Abstract
Abstract: :
Purpose: The aging of human lens is characterized by an increase in water–insoluble proteins associated with high levels of yellow chromophores and non–Trp fluorescence. These chromophores absorb UVA light and may function as photo–sensitizers. In the work presented here, we isolated and characterized a new chromophore from enzymatic digest of normal human lens proteins and cataract lens proteins. Methods: Human lens protein was fractionated into water–soluble and water–insoluble proteins, and then digested with a battery of proteolytic enzymes to release modified amino acids. Bio–Gel P–2 size exclusion chromatography was used to separate the yellow chromophores and the peaks were pooled based on the 330 nm absorbance. RP–HPLC, LC–MS, LC–ms/ms and NMR were employed for the purification and characterization of new yellow chromophores. Results: A novel chromophore, which has a maximum absorbance at 342 nm and fluorescence at Ex/Em of 335/415 nm, was isolated from the peak 1 which was pooled by Bio–Gel P–2 chromatography. LC–MS determined the molecular mass for this chromophore was 370 Da.
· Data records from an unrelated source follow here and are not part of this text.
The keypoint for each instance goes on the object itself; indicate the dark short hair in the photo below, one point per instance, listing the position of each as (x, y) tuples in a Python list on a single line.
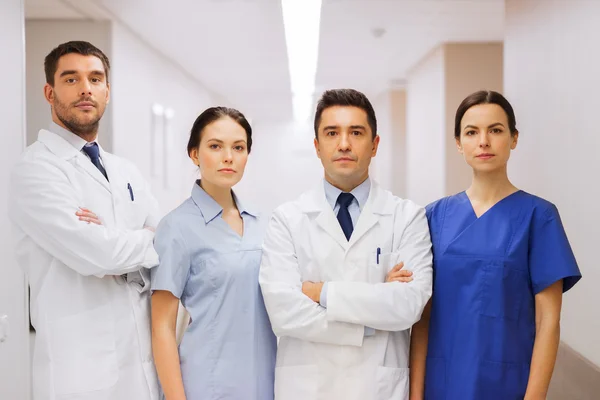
[(347, 98), (78, 47), (485, 97), (213, 114)]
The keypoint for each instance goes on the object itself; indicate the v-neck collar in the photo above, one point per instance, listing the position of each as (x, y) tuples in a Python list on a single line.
[(472, 209)]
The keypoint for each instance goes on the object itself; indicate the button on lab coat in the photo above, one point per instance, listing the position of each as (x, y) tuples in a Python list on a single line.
[(92, 323), (323, 353)]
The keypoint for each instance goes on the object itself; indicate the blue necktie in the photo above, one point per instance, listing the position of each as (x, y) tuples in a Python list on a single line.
[(93, 152), (344, 200)]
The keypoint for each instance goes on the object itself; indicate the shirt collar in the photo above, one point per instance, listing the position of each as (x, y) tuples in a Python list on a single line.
[(209, 207), (69, 136), (360, 193)]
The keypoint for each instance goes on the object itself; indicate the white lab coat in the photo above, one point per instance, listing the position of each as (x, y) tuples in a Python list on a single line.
[(92, 324), (323, 353)]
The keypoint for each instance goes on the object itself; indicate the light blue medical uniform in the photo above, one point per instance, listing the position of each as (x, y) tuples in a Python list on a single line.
[(228, 350), (487, 271)]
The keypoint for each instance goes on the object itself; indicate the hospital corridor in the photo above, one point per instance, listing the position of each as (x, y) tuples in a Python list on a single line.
[(299, 199)]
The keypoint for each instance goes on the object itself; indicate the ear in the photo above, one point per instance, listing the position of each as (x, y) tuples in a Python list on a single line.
[(459, 146), (375, 145), (316, 143), (49, 93), (515, 138), (194, 156)]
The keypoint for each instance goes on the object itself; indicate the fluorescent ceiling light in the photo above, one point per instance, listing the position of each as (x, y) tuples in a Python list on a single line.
[(301, 20)]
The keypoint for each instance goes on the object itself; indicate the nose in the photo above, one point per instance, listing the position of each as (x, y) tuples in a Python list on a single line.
[(484, 140), (344, 144), (86, 88), (228, 156)]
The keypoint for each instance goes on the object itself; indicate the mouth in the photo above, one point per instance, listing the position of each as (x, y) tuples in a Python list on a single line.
[(344, 159), (85, 105)]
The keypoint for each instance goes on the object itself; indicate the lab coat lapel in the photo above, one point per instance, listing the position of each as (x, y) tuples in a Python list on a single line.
[(86, 164), (316, 203), (65, 150), (118, 184), (375, 207)]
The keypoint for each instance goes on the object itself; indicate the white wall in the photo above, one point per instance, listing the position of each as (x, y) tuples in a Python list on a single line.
[(552, 59), (141, 78), (425, 130), (14, 364), (282, 165), (41, 37)]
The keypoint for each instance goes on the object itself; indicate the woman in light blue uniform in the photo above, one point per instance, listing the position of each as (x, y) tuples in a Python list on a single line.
[(501, 264), (210, 251)]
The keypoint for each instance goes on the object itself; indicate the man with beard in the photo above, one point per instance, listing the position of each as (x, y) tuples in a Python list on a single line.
[(84, 225)]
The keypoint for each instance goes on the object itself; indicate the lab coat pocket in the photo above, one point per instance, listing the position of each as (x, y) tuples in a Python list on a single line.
[(380, 266), (502, 290), (84, 357), (392, 383), (296, 382), (435, 379)]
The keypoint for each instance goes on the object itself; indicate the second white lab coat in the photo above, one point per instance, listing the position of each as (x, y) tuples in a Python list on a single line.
[(323, 353), (92, 322)]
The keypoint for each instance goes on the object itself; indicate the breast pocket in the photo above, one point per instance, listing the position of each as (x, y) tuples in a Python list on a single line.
[(381, 264), (83, 352), (134, 207), (503, 290)]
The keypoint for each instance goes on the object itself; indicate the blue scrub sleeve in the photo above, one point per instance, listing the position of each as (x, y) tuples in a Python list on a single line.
[(550, 255), (173, 268)]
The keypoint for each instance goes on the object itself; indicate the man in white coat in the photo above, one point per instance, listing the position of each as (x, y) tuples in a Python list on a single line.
[(332, 271), (84, 224)]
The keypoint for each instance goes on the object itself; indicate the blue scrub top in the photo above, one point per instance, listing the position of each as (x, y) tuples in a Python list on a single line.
[(487, 271), (228, 350)]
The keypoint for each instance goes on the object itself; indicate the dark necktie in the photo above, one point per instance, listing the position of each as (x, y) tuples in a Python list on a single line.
[(344, 200), (94, 153)]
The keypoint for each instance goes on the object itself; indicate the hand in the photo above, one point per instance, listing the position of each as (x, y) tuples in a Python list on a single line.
[(88, 216), (397, 274), (312, 290)]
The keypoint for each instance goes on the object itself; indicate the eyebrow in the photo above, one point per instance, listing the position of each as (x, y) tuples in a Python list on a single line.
[(73, 72), (329, 127), (491, 126), (220, 141)]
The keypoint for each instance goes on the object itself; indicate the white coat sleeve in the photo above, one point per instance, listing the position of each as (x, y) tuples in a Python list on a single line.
[(291, 312), (43, 203), (393, 306)]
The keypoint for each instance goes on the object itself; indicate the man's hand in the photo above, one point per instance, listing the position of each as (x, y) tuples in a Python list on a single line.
[(397, 274), (312, 290), (88, 216)]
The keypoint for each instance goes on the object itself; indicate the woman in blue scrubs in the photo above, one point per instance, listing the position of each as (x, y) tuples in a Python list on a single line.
[(501, 264), (210, 250)]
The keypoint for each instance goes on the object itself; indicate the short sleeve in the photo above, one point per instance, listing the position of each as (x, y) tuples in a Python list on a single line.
[(173, 268), (550, 255)]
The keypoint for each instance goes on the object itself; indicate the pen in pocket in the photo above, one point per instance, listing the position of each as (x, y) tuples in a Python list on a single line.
[(130, 191)]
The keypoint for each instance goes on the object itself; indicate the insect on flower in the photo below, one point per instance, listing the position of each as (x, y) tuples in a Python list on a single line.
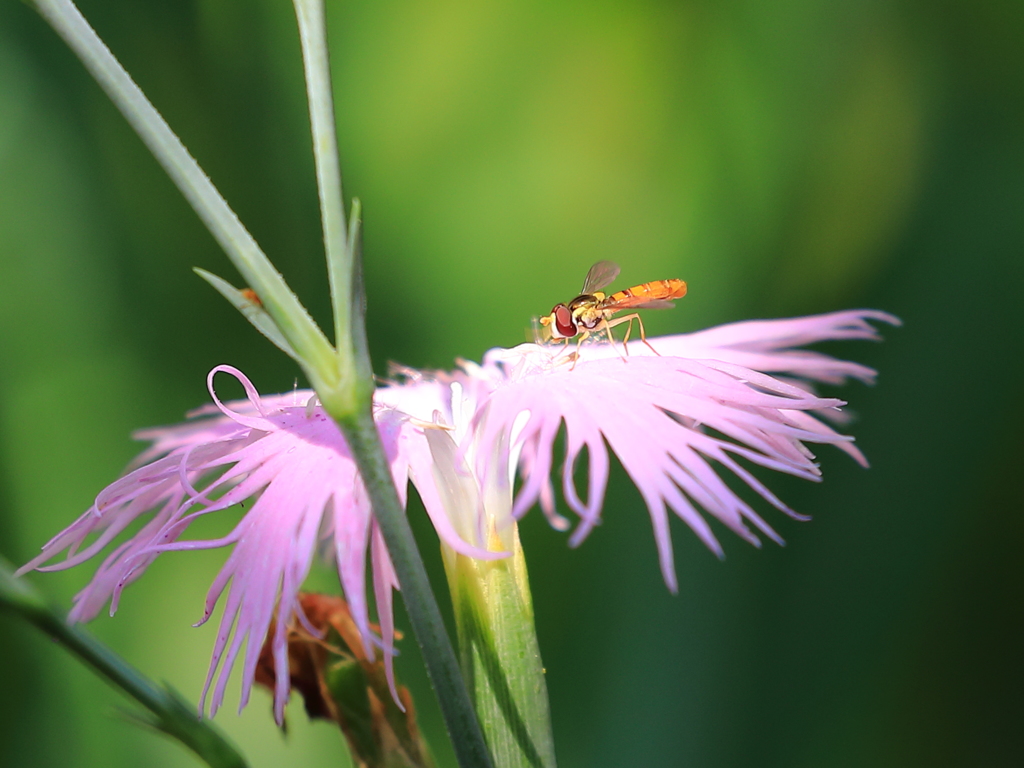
[(591, 311)]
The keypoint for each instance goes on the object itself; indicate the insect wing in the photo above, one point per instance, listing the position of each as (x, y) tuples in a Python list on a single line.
[(599, 275)]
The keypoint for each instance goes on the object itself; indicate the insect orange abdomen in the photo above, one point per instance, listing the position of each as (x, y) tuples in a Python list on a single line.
[(664, 290)]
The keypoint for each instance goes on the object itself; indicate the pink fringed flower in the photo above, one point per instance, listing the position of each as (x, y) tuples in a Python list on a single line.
[(706, 397), (289, 459)]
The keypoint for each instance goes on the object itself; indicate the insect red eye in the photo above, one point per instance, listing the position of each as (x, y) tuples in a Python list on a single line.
[(563, 322)]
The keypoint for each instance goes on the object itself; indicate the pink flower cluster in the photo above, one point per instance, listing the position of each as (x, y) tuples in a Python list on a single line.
[(742, 391)]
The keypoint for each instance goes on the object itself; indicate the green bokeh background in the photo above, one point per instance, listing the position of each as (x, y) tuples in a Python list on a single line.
[(783, 158)]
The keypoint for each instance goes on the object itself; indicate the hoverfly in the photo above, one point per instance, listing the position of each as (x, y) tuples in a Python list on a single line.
[(591, 311)]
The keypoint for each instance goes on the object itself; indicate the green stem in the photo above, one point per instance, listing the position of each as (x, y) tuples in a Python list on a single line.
[(169, 713), (283, 305), (364, 439), (312, 35)]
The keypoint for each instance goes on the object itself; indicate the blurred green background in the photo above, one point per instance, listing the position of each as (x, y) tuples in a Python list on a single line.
[(783, 158)]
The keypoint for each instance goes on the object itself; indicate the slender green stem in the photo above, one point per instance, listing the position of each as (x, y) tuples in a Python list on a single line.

The absorption spectrum and fluorescence spectrum did not change with the pH from 2 to 11, but it was not survival during the acid hydrolysis. Quantitative analysis of this chromophore in individual normal or cataract human lenses revealed an age related increase of this chromophore in water–insoluble fraction of normal human lenses, and higher level of it in cataract lenses. Conclusions: This is a new chromophore being identified in human lens. It might be a useful biomarker for the aging of lens. Also because of its maximum absorbance at 342 nm, it may function as UVA filter compound to protect lens or photo–sensitizer to cause cataract.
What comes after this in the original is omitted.